This is why we are very sensitive to criticism.  Criticism, socially, is dangerous.

By making criticism specific, a feedback raises the level of stress of the person you are delivering the feedback to.  They become defensive.  They stop listening.

## Praises need to be concrete to be efficient

We love praises.  Praises are social rewards.  That’s good.

What we love even better is specific praises.

Our brain responds better to concrete ideas than abstract ones, despite all the linear algebra we did in college.

So when we say something like “you’re great but your vocabulary is repetitive”, the threat takes over the generic praise.

## A better way to give feedback

So the better way the author suggests is:

• Give specific praises:  give examples of what the person did well and expand on why you liked it.  “I really liked the way you started with a joke, you paused to let people laugh, you smiled, so you connected with the crowd, then you kicked in the topic”.
• Build on the praises to suggest improvements:  “What could make it even more effective is if you would transition between sections by taking a pause of few seconds to let the last section sink and allow people top breath and be ready for more”.

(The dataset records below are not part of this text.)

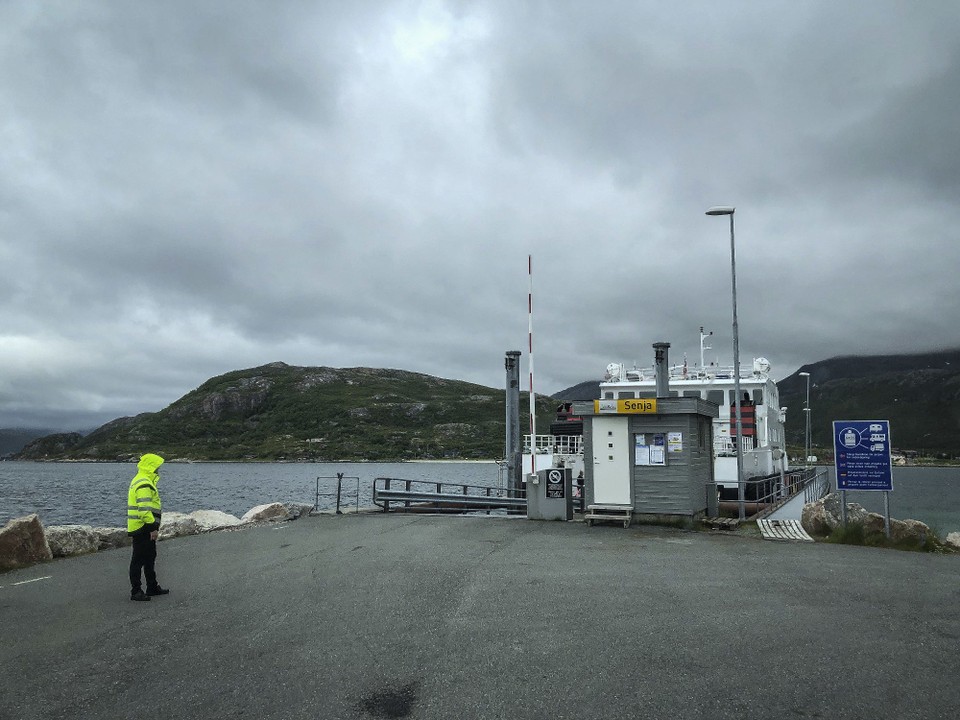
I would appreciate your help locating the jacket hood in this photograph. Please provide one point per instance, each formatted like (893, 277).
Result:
(149, 463)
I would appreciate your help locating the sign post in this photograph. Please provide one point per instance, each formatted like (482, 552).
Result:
(862, 460)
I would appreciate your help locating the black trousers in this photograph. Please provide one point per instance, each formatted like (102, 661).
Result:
(144, 557)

Basically, you amplify your praise and you downplay your criticism, but in form, not in content

Actually, you don’t criticize, you suggest improvement on what’s already there.  It isn’t political correctness like calling a massive layoff “right sizing”.  The goal is different:  you don’t underline what’s missing, you suggest what could be done to make the whole better.

## Summary

I really encourage you to read the original article.  It is a good read.

Now, something I would add is to go easy on criticism.  The truth of the matter is that people change very slowly.  So if you hit them with 8 criticisms, beside having them crying in fetal position in their shower, you won’t accomplish much.  It’s a long term game.  You give a few pointers at a time for them to improve a little at the time.

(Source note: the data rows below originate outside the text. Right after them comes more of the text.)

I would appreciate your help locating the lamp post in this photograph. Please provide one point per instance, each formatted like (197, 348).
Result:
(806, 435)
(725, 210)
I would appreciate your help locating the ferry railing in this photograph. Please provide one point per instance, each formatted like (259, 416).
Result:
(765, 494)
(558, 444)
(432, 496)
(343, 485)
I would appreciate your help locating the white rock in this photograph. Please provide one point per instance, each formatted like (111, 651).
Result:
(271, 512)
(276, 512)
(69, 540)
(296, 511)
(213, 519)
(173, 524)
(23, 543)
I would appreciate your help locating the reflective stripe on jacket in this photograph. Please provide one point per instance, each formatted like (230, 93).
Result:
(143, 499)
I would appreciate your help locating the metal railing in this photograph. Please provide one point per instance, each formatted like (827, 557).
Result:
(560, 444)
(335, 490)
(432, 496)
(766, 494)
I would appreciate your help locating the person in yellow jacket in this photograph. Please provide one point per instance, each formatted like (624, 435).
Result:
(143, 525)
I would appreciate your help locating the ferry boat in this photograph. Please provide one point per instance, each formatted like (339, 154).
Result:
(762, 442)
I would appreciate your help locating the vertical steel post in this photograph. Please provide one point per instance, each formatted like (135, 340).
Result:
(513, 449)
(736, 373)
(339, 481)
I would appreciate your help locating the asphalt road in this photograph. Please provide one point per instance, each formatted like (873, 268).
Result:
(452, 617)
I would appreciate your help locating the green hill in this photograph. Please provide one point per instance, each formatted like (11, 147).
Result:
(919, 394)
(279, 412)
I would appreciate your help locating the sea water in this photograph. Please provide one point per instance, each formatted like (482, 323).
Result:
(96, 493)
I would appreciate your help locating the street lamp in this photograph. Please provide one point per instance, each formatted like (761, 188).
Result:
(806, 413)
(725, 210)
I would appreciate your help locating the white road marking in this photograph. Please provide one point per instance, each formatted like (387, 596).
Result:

I took a badminton class when I was at the university and one day the teacher came in with a video camera.  He said something very wise, in the line of:

“A camera is a powerful tool to analyze the style of a player and it is used more and more in sports.  You have to be careful though.  A camera sees everything and you can destroy an athlete with it.”

When you look at somebody’s performance, be it a presentation or any kind of work that they do, you are the camera.  Be lenient.

But do give feedback.  Because you likely see something the other person doesn’t see.  Delivered appropriately, feedback is gift!